Les trois facteurs qui déterminent la dangerosité d’une exposition à la radioactivité sont :

  • La dose : Plus on est exposé à des doses fortes, plus cette exposition va avoir de conséquences sur notre santé.

 

  • Le débit de dose : les études montrent que la même dose de radioactivité, si elle est reçue sur une longue période est moins dangereuse que si elle est reçue d’un coup. : plus l’irradiation reçue est reçue rapidement, plus elle est dangereuse.

 

  • Le mode d’exposition. Il est moins dangereux d’être exposé à des radiations “externes”, que d’ingérer ou d’inhaler une source de radioactivité. Si on boit, mange ou respire des substances radioactives, elles vont exposer nos organes à un rayonnement direct et ce, pendant toute leur présence dans l’organisme.

 

 

 

Les très fortes doses : le syndrome d’irradiation aiguë (1 sievert et plus)

 

Ce qu’on considère comme des doses importantes de radioactivité, ce sont des doses supérieures à 1 sievert (1000 mSV) soit plus de 200 fois ce que reçoit un Français en moyenne sur une année entière d’exposition à la radioactivité quotidienne.

De telles expositions entraînent ce qu’on appelle des “syndromes d’irradiation aigüe”.

La gravité et l’expression de ces syndromes dépend des doses reçues.

 

Un exposition supérieure à 50 Sv (50 000 mSv) attaque le cœur et le système nerveux. La mort est certaine dans les 3 jours.

Un exposition supérieure à 10 Sv (10 000 mSv) entraîne une attaque du système digestif. La mort est certaine dans les 2 semaines.

Sous les 10 Sv, il est possible de survivre.

 

Sous les 10 Sv, le syndrome le plus fréquent est celui qui attaque la moelle osseuse et qu’on nomme syndrome hématopoïétique.

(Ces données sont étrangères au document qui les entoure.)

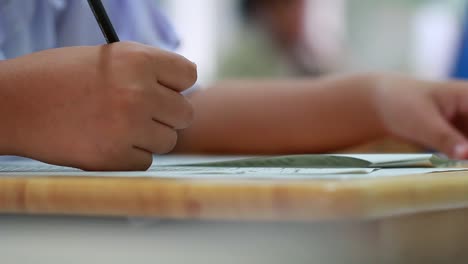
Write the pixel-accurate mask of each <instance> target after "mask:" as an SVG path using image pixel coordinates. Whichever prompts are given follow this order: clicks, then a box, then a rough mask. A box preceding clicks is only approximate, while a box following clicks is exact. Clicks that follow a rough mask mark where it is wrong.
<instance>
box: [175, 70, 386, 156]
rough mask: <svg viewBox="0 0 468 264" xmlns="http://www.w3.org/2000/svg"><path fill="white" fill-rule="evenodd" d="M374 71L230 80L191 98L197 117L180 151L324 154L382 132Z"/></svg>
mask: <svg viewBox="0 0 468 264" xmlns="http://www.w3.org/2000/svg"><path fill="white" fill-rule="evenodd" d="M375 86H376V85H375V78H374V75H371V74H369V75H359V76H353V77H351V76H347V77H335V78H325V79H309V80H282V81H280V80H277V81H232V82H223V83H218V84H216V85H214V87H210V88H208V89H206V90H203V91H201V92H199V93H197V94H195V95H194V96H193V97H192V100H191V101H192V103H193V105H194V108H195V121H194V123H193V124H192V126H191V127H190V128H188V129H186V130H185V131H183V132H181V133H180V139H179V144H178V146H177V149H176V151H178V152H213V153H299V152H308V153H311V152H324V151H331V150H336V149H339V148H343V147H347V146H350V145H354V144H358V143H361V142H364V141H368V140H371V139H374V138H377V137H380V136H383V135H384V134H385V131H384V129H383V127H382V124H381V123H380V120H379V118H378V116H377V113H376V112H377V111H376V106H375V105H374V102H375V100H374V98H373V97H374V94H375V89H374V88H375Z"/></svg>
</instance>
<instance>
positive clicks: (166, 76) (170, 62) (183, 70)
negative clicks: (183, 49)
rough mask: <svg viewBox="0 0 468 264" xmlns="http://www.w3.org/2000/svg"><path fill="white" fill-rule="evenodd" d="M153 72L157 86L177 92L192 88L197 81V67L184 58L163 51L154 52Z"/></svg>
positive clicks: (171, 52)
mask: <svg viewBox="0 0 468 264" xmlns="http://www.w3.org/2000/svg"><path fill="white" fill-rule="evenodd" d="M154 71H155V75H156V79H157V81H158V83H159V84H161V85H163V86H166V87H167V88H170V89H172V90H174V91H177V92H182V91H184V90H186V89H188V88H190V87H192V86H193V85H194V84H195V82H196V81H197V78H198V74H197V65H196V64H195V63H193V62H191V61H190V60H188V59H186V58H185V57H184V56H182V55H179V54H177V53H172V52H168V51H164V50H158V51H156V56H155V58H154Z"/></svg>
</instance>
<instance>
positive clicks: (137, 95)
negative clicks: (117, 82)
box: [116, 85, 145, 113]
mask: <svg viewBox="0 0 468 264" xmlns="http://www.w3.org/2000/svg"><path fill="white" fill-rule="evenodd" d="M118 90H119V92H118V93H116V94H117V96H118V98H117V101H118V107H119V109H121V110H123V111H125V112H127V113H128V112H131V110H134V109H135V108H137V107H138V106H139V105H141V104H142V102H143V101H144V100H145V96H144V88H143V87H142V86H140V85H128V86H124V87H121V88H119V89H118Z"/></svg>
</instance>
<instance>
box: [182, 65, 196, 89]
mask: <svg viewBox="0 0 468 264" xmlns="http://www.w3.org/2000/svg"><path fill="white" fill-rule="evenodd" d="M185 67H186V69H185V73H186V78H187V87H190V86H192V85H194V84H195V83H196V82H197V79H198V71H197V65H196V64H195V63H193V62H187V63H186V66H185Z"/></svg>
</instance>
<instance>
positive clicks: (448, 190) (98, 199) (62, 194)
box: [0, 172, 468, 221]
mask: <svg viewBox="0 0 468 264" xmlns="http://www.w3.org/2000/svg"><path fill="white" fill-rule="evenodd" d="M464 207H468V172H450V173H433V174H425V175H413V176H399V177H387V178H380V179H359V180H300V181H299V180H296V181H295V180H291V181H289V180H288V181H286V180H276V181H272V180H180V179H177V180H176V179H159V178H122V177H119V178H117V177H115V178H97V177H96V178H90V177H68V176H66V177H65V176H64V177H2V178H0V213H20V214H58V215H63V214H66V215H90V216H154V217H161V218H170V219H209V220H268V221H326V220H350V219H375V218H380V217H387V216H394V215H402V214H411V213H420V212H431V211H438V210H445V209H454V208H464Z"/></svg>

Il se déclenche à partir d’une exposition d’1 Sv (dans certains cas, des symptômes se déclarent un peu en dessous de ce seuil du Sv.)

Que se passe-t-il ? La moelle osseuse est détruite ou très sérieusement endommagée par radiations et donc les cellules sanguines se renouvellent mal ou plus du tout.  Au bout d’un moment le sujet va donc manquer de globules rouges – donc moins d’oxygène dans les tissus – de plaquettes – donc bonjour des hémorragies – de globules blancs – donc moins de défenses immunitaires.

Ce syndrome qui attaque la moelle osseuse peut être bien méchant. A partir de 6 Sv t’as 1 chance sur 2 de mourir dans les 2 mois. Le plus souvent, les personnes meurent d’hémorragies et d’infections .

Il est toutefois possible de survivre à ce type de syndrome grâce à un traitement hospitalier lourd qui implique, souvent, une greffe de moelle osseuse. Les survivants devront toutefois attendre des mois, voire des années, pour retrouver une composition sanguine “normale”.

A de telles doses – entre 1 et 6 Sv – on peut aussi souffrir de stérilité – temporaire ou non – on s’assure quasiment des problèmes de cataracte, bref, on peut survivre, mais de telles doses de radiation, on va pas se mentir, c’est très méchant.

 

A Tchernobyl, 134 liquidateurs ont reçu des doses assez fortes pour subir un syndrome d’irradiation aigüe. Parmi ces 134 personnes, 28 – soit 20 % –  sont mortes dans les 4 mois des suites des radiations. Presque tous les morts avaient reçu plus de 4 sievert, ainsi que vous le voyez sur ce tableau, tiré du rapport de 2008 sur Tchernobyl de l’UNSCEAR – l’organisme des Nations Unies chargé de contrôler la radioactivité (p.14).

19 de ces liquidateurs sont morts “plus tard”, entre 1986 et 2006. Toutes ces morts ne sont pas attribuables aux radiations, mais au moins certaines le sont. Et mine de rien, les deux tiers de ces personnes très très exposées étaient encore en vie en 2006.

 

 

Doses moyennes/fortes : des effets, mais t’es pas condamné (entre 100 mSv et 1 Sv)

 

En dessous d’1 sievert, il est possible d’avoir à court terme des symptômes atténués du syndrome d’irradiation aigüe, comme des nausées, mais le gros de l’impact sur la santé est à long terme.

Ces doses entre 100 mSv et 1 sievert, on l’a vu dans la 1ere vidéo, c’est celles qu’ont reçu les habitants de Hiroshima qui était entre 1 et 2 km de l’impact.

A Tchernobyl, c’est autour de 60 000 personnes qui ont reçu des doses entre 100 mSv et 1 Sievert, et pour l’immense majorité d’entre eux, c’était plus proche de 100 mSv.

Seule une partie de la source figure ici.